The Feast of Pentecost, which is observed six weeks after Easter, commemorates this event. Though it no longer attracts anything like the same attention as Christmas and Easter, it is in fact a third, and equally major festival of the Christian year. Why is it so important? The answer lies in today’s Gospel which begins with a request – ‘Lord, show us the Father, and we will be satisfied’. Everyone who has any feel for religion can hear the deep longing that Philip expresses. But Christ’s answer -- 'Have I been with you all this time, Philip, and you still do not know me? How can you say, ‘Show us the Father’ – contains a salutary reminder. We can fail to be satisfied with the truth.

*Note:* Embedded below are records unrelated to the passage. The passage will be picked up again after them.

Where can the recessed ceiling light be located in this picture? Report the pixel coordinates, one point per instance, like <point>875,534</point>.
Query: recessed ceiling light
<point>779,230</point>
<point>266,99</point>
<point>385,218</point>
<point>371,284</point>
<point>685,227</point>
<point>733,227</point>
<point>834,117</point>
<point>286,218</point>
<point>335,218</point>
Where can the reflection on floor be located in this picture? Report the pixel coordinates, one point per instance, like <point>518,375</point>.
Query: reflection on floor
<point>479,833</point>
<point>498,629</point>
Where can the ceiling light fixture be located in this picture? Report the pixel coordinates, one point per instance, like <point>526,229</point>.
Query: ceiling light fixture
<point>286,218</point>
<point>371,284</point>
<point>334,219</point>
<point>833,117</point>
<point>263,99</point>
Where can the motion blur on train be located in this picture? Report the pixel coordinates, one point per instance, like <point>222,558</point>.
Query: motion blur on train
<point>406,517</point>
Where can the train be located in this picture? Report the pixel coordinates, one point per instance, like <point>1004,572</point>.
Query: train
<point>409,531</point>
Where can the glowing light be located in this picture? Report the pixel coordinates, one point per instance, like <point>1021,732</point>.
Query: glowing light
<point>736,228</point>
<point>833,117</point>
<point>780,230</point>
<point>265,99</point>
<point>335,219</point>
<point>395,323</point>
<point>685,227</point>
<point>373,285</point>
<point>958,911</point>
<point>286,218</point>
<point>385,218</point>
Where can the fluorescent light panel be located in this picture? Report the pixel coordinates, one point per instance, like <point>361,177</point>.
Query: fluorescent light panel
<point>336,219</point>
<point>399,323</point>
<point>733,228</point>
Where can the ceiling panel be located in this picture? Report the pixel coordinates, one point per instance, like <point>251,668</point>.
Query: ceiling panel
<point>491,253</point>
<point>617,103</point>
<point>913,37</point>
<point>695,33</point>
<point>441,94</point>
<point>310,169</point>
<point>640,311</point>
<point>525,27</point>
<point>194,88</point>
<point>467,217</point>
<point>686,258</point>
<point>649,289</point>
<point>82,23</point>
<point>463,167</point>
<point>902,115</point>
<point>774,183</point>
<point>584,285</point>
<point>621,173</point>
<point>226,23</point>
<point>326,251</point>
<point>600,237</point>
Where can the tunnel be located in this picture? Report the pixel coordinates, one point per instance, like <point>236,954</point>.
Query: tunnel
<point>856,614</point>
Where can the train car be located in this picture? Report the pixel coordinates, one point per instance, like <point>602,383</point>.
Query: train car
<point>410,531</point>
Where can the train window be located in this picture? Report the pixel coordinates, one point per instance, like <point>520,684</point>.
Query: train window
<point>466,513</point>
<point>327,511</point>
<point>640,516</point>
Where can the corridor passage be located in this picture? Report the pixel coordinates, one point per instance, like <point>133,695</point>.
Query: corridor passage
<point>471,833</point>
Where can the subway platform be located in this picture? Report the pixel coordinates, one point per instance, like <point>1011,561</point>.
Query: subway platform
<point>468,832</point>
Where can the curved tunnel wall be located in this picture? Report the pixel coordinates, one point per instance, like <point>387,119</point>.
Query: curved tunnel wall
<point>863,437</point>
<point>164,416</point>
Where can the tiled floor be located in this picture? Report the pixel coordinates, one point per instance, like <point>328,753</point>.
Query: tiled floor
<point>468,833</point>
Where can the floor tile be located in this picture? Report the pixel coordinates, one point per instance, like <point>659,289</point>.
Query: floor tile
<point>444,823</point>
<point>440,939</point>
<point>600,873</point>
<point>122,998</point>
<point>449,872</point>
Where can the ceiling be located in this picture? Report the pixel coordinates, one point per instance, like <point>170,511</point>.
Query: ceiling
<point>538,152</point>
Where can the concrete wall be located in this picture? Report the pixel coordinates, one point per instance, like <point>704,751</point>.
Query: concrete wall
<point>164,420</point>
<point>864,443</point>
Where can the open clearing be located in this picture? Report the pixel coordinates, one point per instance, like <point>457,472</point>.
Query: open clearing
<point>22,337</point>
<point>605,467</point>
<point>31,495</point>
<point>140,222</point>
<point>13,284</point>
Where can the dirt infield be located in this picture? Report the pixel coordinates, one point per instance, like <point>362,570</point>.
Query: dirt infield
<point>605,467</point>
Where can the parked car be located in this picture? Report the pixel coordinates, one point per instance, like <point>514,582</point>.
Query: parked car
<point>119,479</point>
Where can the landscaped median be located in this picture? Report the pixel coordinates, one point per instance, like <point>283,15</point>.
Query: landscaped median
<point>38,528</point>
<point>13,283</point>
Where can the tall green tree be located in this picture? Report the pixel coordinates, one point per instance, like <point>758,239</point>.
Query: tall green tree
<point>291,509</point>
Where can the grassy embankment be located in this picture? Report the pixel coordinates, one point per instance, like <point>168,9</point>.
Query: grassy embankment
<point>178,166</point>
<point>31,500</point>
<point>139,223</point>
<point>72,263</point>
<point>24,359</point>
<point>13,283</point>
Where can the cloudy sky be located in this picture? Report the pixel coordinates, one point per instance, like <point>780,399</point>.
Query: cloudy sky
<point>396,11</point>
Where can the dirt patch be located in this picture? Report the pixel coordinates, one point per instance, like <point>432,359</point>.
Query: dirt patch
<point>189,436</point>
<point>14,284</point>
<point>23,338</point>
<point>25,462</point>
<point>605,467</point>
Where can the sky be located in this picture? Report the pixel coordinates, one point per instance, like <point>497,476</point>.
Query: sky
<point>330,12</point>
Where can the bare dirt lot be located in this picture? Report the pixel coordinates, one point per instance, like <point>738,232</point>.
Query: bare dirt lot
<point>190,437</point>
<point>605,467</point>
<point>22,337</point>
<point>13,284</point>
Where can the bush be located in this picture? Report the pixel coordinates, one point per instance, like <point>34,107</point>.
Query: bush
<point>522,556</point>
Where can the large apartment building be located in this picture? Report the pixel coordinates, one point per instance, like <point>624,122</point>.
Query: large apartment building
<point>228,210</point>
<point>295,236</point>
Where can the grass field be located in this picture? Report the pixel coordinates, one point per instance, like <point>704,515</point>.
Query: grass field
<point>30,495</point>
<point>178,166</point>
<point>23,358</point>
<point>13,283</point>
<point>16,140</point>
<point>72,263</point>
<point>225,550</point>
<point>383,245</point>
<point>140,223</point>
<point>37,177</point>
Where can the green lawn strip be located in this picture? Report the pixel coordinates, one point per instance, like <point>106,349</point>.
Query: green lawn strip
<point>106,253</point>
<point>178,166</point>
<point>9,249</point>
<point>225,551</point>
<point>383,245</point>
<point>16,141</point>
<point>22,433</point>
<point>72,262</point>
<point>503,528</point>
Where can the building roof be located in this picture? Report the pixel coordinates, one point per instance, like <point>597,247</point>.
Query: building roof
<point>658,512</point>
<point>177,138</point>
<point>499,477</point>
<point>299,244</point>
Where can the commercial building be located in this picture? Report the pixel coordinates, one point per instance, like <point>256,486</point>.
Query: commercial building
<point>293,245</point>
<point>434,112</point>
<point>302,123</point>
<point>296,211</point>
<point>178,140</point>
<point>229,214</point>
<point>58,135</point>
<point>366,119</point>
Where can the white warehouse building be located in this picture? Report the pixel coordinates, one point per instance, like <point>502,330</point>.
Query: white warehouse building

|St Philip -- James Tissot|
The Spirit which took possession of the disciples, John tells us, was expressly sent by Jesus – ‘The Holy Spirit, whom the Father will send in my name, will teach you everything, and remind you of all that I have said to you’. It is in Truth, Peace and Love that this Holy Spirit is to be found. Yet the gift of this Spirit is not ‘as the world gives’. A spirit of truth, love and peace does not lay any great store by affirmation, vindication or accomplishment – all of them things on which both societies and individuals tend to fix. That is why we are prone to reject the Holy Spirit and keep on looking.
So if this truly Holy Spirit is to ‘abide in us’, we must not' let our hearts be troubled 'by worldly desires, or 'be afraid' of worldly failure.